In 1643 Sir Roger Mostyn gallantly defended the Castle against Oliver Cromwell's forces. He repaired and garrisoned the Castle at his own expense. So gallant was his effort to hold the Castle in the name of the King, he held out to the point of eating his own horse's to stay alive. Finally he surrendered under honourable terms - banners flying, drums beating and muskets (with the flintlocks broken) over their shoulders. Flint Castle was retaken by Royalists, under the command of Sir William Vaughan, in September 1645. On the 22nd December 1646 the Castle was surrendered to Major General Mitton. Before the end of the year Parliament voted for Flint Castle "To be Slighted", so that it could never be used as a garrison For many years after, the Castle supplied materials for buildings and walls around the town. (now it is left to be vandalised by local youngsters). Custody of the Castle was given to H.M. Office of Works in 1919, and later to CADW, Ancient Monuments.

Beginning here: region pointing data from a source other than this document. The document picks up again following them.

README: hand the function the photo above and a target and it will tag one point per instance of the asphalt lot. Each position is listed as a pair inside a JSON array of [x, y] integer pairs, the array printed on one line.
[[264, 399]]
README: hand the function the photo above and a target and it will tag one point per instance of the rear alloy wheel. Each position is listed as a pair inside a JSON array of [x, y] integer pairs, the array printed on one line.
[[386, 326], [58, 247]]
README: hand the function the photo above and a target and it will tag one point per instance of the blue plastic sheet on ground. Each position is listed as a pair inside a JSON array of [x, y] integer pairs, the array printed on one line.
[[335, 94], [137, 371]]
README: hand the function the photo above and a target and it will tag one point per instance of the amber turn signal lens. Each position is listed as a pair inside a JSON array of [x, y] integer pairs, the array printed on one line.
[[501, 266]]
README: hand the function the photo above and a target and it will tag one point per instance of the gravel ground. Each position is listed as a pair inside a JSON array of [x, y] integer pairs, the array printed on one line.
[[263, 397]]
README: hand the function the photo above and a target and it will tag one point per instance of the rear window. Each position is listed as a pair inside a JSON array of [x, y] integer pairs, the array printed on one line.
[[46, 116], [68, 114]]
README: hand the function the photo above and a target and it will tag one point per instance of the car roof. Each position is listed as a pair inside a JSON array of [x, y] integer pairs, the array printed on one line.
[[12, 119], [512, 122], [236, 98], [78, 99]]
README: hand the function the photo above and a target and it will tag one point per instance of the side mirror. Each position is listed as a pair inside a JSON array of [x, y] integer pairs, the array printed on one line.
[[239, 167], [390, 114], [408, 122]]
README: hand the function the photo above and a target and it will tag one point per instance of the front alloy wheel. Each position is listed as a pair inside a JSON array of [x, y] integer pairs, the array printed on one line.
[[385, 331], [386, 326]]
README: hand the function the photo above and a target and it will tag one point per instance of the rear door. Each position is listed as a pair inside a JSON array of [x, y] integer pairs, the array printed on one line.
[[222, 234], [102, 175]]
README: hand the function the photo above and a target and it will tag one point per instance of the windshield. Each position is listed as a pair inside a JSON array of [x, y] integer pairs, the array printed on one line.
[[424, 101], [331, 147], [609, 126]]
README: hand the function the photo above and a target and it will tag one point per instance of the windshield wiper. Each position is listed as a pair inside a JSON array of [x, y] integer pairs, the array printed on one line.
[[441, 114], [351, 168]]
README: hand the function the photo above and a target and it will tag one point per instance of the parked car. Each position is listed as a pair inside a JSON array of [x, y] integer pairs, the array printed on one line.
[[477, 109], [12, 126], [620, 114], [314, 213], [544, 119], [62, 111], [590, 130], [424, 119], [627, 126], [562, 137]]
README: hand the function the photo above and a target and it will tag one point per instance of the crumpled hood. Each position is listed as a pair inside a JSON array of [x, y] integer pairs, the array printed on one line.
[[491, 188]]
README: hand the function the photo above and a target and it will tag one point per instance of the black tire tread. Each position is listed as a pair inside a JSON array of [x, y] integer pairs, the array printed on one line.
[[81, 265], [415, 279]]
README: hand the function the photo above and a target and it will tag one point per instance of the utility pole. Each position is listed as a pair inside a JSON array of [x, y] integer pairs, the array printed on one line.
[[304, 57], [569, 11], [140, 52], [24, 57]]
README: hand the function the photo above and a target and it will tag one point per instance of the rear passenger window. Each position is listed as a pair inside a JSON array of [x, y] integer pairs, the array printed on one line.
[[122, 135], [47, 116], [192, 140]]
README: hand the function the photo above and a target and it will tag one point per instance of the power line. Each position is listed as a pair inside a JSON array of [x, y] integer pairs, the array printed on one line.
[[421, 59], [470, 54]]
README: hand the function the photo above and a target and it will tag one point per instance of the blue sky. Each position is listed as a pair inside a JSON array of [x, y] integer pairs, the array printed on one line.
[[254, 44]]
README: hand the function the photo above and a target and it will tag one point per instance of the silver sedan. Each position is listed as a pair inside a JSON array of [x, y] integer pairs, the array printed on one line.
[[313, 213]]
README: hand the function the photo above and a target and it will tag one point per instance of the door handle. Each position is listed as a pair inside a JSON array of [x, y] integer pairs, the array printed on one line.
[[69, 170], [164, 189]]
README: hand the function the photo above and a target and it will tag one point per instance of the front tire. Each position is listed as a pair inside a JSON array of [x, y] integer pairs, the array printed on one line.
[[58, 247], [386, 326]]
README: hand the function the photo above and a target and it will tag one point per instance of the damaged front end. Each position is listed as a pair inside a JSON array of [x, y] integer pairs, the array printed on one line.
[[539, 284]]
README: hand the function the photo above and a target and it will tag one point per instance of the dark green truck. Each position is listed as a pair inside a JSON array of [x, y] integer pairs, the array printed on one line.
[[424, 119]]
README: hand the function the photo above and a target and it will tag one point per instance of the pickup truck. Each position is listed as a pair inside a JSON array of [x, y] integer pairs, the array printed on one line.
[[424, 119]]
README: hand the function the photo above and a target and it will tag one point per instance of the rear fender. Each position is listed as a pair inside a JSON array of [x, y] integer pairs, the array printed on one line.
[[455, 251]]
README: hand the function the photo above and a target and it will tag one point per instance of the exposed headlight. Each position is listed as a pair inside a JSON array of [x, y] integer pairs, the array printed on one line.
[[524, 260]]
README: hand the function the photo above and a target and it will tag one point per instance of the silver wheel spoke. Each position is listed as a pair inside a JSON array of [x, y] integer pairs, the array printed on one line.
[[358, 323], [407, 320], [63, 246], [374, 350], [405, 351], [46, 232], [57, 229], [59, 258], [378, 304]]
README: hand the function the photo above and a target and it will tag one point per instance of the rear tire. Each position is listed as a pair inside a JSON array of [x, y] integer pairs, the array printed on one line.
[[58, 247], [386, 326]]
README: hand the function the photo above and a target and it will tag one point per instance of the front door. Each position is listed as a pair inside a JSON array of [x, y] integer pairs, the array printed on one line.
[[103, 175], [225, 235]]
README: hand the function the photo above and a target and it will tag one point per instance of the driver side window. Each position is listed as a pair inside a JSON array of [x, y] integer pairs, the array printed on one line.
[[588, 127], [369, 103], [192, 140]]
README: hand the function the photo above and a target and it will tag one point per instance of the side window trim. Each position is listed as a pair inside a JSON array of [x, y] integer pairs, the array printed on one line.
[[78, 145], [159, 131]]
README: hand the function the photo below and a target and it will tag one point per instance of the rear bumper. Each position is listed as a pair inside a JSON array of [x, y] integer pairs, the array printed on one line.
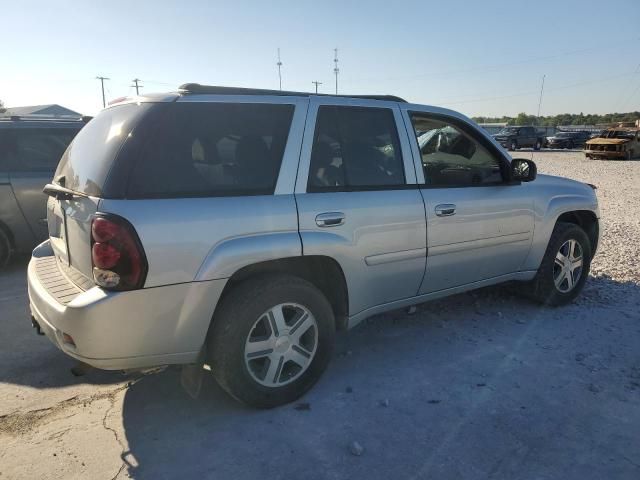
[[123, 330]]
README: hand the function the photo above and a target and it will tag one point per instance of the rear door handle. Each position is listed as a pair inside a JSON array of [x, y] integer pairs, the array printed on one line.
[[330, 219], [445, 209]]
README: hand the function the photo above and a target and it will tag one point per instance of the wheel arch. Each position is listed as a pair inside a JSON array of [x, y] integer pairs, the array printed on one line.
[[324, 272]]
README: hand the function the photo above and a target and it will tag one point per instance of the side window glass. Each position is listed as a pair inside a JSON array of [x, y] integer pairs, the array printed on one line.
[[212, 149], [451, 157], [40, 149], [355, 148]]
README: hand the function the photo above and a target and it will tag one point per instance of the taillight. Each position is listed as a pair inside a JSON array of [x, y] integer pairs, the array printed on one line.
[[118, 259]]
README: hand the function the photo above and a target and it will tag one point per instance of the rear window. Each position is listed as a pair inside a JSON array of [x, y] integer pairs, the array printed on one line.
[[86, 162], [211, 149]]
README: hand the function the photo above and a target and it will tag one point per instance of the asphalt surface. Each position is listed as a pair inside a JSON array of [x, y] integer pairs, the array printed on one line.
[[480, 385]]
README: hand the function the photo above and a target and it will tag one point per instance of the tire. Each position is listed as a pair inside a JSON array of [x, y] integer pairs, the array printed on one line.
[[5, 249], [543, 287], [245, 314]]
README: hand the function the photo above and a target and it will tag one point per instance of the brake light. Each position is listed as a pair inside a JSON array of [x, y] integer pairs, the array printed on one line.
[[118, 259]]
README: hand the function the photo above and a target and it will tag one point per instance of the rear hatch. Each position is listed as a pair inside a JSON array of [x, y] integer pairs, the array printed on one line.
[[80, 181]]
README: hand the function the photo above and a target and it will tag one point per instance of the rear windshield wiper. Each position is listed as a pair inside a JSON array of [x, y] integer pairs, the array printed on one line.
[[61, 193]]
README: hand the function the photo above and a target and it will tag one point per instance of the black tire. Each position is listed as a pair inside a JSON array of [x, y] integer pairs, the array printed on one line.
[[543, 288], [5, 249], [233, 323]]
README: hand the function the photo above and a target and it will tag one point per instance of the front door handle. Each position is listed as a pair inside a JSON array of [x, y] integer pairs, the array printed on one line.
[[445, 209], [330, 219]]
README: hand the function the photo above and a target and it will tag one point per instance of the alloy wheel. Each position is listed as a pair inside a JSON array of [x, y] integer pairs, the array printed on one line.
[[281, 345], [568, 266]]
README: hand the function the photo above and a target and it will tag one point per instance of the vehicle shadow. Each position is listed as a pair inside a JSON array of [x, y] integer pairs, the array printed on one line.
[[419, 392], [25, 357]]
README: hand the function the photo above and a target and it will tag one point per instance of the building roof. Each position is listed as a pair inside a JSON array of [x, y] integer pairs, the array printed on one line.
[[51, 109]]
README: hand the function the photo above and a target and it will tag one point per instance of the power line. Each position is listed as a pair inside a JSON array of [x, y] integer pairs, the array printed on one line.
[[102, 79], [137, 87]]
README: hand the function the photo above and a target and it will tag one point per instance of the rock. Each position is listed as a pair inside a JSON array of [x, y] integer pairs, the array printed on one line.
[[356, 449]]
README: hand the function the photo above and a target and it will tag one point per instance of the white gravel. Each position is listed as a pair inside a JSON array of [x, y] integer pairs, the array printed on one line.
[[618, 183]]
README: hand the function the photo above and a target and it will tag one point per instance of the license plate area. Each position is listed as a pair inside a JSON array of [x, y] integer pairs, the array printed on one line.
[[57, 224]]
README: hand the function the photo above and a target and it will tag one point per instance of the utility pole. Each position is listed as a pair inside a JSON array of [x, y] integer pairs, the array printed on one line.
[[279, 69], [540, 101], [336, 70], [135, 81], [102, 79]]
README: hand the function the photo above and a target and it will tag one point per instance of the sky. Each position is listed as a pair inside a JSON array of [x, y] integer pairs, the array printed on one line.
[[478, 57]]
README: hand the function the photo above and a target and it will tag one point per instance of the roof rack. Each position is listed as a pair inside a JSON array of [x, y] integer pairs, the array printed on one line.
[[196, 88], [45, 118]]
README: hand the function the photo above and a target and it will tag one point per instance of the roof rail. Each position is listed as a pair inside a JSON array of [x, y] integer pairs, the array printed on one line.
[[45, 118], [196, 88]]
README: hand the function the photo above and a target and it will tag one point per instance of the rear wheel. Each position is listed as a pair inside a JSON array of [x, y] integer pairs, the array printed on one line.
[[564, 268], [5, 249], [271, 340]]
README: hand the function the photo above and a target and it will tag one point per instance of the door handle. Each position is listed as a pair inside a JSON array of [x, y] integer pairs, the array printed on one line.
[[330, 219], [445, 209]]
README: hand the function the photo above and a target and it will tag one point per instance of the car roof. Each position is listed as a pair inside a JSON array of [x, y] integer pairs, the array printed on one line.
[[196, 88], [16, 122]]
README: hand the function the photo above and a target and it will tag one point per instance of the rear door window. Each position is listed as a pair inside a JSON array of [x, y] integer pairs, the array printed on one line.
[[355, 148], [211, 149]]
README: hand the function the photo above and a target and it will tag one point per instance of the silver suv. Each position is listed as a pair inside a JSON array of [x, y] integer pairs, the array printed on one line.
[[238, 229]]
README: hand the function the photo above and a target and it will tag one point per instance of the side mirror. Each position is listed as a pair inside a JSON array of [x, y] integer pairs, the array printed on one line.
[[523, 170]]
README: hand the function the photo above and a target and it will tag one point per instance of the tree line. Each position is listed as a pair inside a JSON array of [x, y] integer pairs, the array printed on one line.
[[562, 119]]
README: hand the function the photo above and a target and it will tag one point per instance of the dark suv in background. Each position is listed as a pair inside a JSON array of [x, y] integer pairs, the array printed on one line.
[[30, 148], [568, 139], [516, 137]]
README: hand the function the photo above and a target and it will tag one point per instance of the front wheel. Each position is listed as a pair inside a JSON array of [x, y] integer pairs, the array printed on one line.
[[272, 338], [564, 268]]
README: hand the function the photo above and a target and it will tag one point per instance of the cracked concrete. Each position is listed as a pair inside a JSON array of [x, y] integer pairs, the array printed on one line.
[[481, 385]]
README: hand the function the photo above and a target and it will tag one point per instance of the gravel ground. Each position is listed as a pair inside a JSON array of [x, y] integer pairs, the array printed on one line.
[[480, 385]]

Other past dates in the history of Flint: 1282-Castle attacked by Prince Llewelyn, last of the Welsh Princes. 1423-Castle besieged in the insurrection of Owen Glyndwr: 1785-New Jail built in the Castle Yard: 1848- Chester to Holyhead rail line opened: 1852-Gas and Water laid under the streets: 1857-Flintshire Constabulary formed: 1877-Mayors Chain presented to the Town: 1920-Flint Cottage Hospital opened: 1926-Town received Electricity supply: 1957-Flint Rescue Boat Service established: 1992-The Francis Carrington Evans Chain presented to the Council (The Chain dedicated to L/Cpl Francis Evans who died in action under fire in the Gulf War)
(These are not complete Chronological History of the Town of Flint).